Remote and lone workers are at increased risk of sustaining more serious injuries because of job location and the absence of co-workers to rely on. It is estimated that one in five lone workers that have experienced a workplace accident have had difficulty receiving emergency assistance. Fortunately, there are several measures the employer and employee can take to improve lone worker safety. What is ‘lone’?
Workers are considered alone when they are working on their own or when they cannot be seen or heard by another person. The situation of a lone worker in the construction industry can range from an electrician working in another room away from a colleague to a lineworker or transmission tower employee solitarily working in a remote area.
Often, remote and lone workers work nontraditional hours in environments where emergency personnel are not immediately accessible, which makes their situation more dangerous if an incident occurs. Additionally, workers in remote areas risk encountering hazardous wildlife including snakes, spiders, scorpions, insects, bears, alligators, wild boars and even toxic plant life.

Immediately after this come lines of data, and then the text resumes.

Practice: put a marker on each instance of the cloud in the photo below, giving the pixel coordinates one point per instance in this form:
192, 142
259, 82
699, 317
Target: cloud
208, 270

Although there is no OSHA standard addressing remote and lone worker safety in construction, the agency recommends employers implement emergency procedures and provide workers with wireless electronic notification devices or cellphones to communicate while in the field. Additionally, employers can be cited for violations pertaining to the general duty clause or other regulations in certain scenarios for incidents involving these workers.

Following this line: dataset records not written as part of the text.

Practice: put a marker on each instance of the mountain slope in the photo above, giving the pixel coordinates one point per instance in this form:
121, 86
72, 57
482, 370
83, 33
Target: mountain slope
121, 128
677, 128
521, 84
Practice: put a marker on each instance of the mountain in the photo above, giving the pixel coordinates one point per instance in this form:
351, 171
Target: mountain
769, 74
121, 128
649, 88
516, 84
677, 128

According to the Canadian Centre for Occupational Health and Safety: “For most lone workers, the telephone will be the main source of contact. If using cellphones, always be sure that it is close by and charged. If cellphone service is unreliable in your area, be sure to have alternative methods of communication available (such as use of cameras, automated warning/duress devices, global positioning systems, two-way radio, site visits or satellite technology).”
Implementing a plan
It is important for employers to establish a check-in procedure for remote and lone workers. Depending on the nature of the work, a verbal check-in may be sufficient. In other cases, a visual account might be necessary. When implementing a check-in procedure, designate a main contact person and a backup.
Employers should prepare a daily work plan and determine how frequently the worker needs to check in. Creating a code word for the worker to alert the employer of an emergency and having the contact person call or visit the worker occasionally can be helpful too. There should also be an emergency plan in place in the event remote or lone workers do not check in at the arranged time. Additionally, the main contact person should know when and how to set the emergency plan into motion.
Workers need to communicate with their employer when headed out on a job. They should inform them of their location, destination, estimated times of arrival and departure, mode of travel and any secondary plans if they encounter traffic or bad weather.
In addition to employers setting up a daily work plan, it is critical that employees are prepared for the tasks they will be responsible for completing. A good communication plan also minimizes the risk of an incident.
An eye to worker safety
Wearable technologies are also useful for monitoring the well-being of remote and lone workers. Smart watches, cuffs, goggles, boots and headwear can transmit information such as vital signs, heart rate and step counts to help identify and prevent overexertion. They can detect falls and alert emergency personnel in the event of an incident. Some equipment can also detect abnormal heart rhythms or blood oxygen saturation. This can be helpful in identifying respiratory or cardiac issues.
Finally, it is important for lone workers to know when to stop work if the environment changes. Lone work should not be conducted at height. Workers should not leave the ground for any reason in a solo setting. Other circumstances that make lone work unsafe are severe weather conditions, presence of hazardous chemicals or equipment, when respiratory protection or air monitoring is required, or in violent crime areas.
If lone worker scenarios are unavoidable, higher-risk tasks should be scheduled with supervision.